Para mim, menos sinceridade que o “Poema em linha reta” de Álvaro de Campos (Fernando Pessoa) não dá. Gosto de uma sinceridade escancarada. Uma sinceridade faz com que a pessoa “se confesse”, que se expresse profundamente. É dessa capacidade de se posicionar que falo: a voz íntima que se despe de todo o orgulho e que deixa fluir. Isso é o que chamaria de “revelar-se”.
Do meu ponto de vista, é esse tipo de relacionamento que é real e recíproco. Lembro da frase de Zeca Baleiro: “as vezes me preservo noutras suicido”. Se houver um no casal ou um entre dois amigos que se preserva, enquanto o outro se suicida, a incompatibilidade é certa. Acredito na prosperidade apenas em caso de “suicídio”, em caso de “dar a cara a bater”, de ser direto (a), de dizer o que sente e o que pensa.
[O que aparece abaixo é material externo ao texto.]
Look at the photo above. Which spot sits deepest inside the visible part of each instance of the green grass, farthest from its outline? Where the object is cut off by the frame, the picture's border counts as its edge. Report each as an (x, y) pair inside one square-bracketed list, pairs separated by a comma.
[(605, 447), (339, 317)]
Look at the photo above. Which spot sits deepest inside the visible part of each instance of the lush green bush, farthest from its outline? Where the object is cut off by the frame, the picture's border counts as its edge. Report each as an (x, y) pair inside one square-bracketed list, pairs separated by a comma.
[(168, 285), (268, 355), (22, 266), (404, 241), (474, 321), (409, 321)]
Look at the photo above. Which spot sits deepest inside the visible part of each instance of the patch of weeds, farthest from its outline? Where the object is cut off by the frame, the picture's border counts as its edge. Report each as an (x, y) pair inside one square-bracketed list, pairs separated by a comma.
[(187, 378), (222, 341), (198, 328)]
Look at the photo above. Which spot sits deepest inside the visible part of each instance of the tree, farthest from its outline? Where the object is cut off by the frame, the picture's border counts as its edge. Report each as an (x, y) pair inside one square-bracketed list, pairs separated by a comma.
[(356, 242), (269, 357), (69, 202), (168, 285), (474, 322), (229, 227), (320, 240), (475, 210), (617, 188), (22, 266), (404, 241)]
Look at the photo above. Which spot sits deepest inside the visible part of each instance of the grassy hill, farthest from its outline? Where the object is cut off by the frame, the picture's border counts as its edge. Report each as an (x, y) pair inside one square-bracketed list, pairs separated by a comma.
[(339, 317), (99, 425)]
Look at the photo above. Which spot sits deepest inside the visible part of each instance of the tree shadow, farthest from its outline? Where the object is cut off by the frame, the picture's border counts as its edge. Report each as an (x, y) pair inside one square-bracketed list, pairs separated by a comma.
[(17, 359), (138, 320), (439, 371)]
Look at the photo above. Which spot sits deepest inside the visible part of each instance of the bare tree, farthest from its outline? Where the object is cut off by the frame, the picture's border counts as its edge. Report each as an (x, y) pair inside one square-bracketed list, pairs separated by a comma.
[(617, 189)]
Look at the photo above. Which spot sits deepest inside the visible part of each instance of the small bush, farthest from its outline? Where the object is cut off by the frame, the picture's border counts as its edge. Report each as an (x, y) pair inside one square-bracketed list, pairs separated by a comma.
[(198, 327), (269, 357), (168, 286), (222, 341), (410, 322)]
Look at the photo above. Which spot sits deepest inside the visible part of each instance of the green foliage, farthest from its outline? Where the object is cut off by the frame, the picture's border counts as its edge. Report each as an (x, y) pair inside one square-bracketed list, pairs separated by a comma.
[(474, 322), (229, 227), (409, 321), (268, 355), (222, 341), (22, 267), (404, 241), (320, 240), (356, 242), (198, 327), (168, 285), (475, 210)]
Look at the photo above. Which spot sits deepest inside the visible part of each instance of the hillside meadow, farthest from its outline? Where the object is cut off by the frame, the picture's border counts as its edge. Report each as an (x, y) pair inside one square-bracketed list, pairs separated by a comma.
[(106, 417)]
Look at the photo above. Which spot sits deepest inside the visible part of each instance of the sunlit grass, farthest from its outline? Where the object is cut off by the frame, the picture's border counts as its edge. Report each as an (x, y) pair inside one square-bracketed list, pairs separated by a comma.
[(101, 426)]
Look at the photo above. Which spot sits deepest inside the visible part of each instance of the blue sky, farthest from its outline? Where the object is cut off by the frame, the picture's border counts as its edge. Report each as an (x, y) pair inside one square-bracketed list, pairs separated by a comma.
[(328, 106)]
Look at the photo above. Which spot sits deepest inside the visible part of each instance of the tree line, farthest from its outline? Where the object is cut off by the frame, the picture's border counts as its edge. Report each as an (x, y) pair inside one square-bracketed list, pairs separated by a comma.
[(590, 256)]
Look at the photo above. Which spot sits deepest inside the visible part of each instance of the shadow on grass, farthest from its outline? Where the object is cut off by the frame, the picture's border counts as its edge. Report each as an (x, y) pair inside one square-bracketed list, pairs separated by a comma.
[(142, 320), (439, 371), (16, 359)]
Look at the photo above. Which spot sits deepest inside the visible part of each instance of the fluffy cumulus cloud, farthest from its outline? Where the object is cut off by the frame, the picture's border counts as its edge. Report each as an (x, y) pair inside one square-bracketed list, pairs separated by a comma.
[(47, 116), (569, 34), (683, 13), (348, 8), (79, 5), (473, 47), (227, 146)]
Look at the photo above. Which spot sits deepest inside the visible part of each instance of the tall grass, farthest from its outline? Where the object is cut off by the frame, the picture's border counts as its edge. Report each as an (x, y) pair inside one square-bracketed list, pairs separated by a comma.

Menos que isso, não é verdadeiramente RELACIONAR-SE.
Novamente recorro ao poeta Pessoa:
“Como é por dentro outra pessoa
Quem é que o saberá sonhar?
A alma de outrem é outro universo
Como que não há comunicação possível,
Com que não há verdadeiro entendimento.
Nada sabemos da alma
Senão da nossa;
As dos outros são olhares,
São gestos, são palavras,
Com a suposição de qualquer semelhança
No fundo.”
Se o poeta estiver certo, e realmente não seja possível conhecer outra alma por dentro, então, se não pudermos conhecer os gestos e as palavras mais sinceras, conheceremos o que de outra pessoa?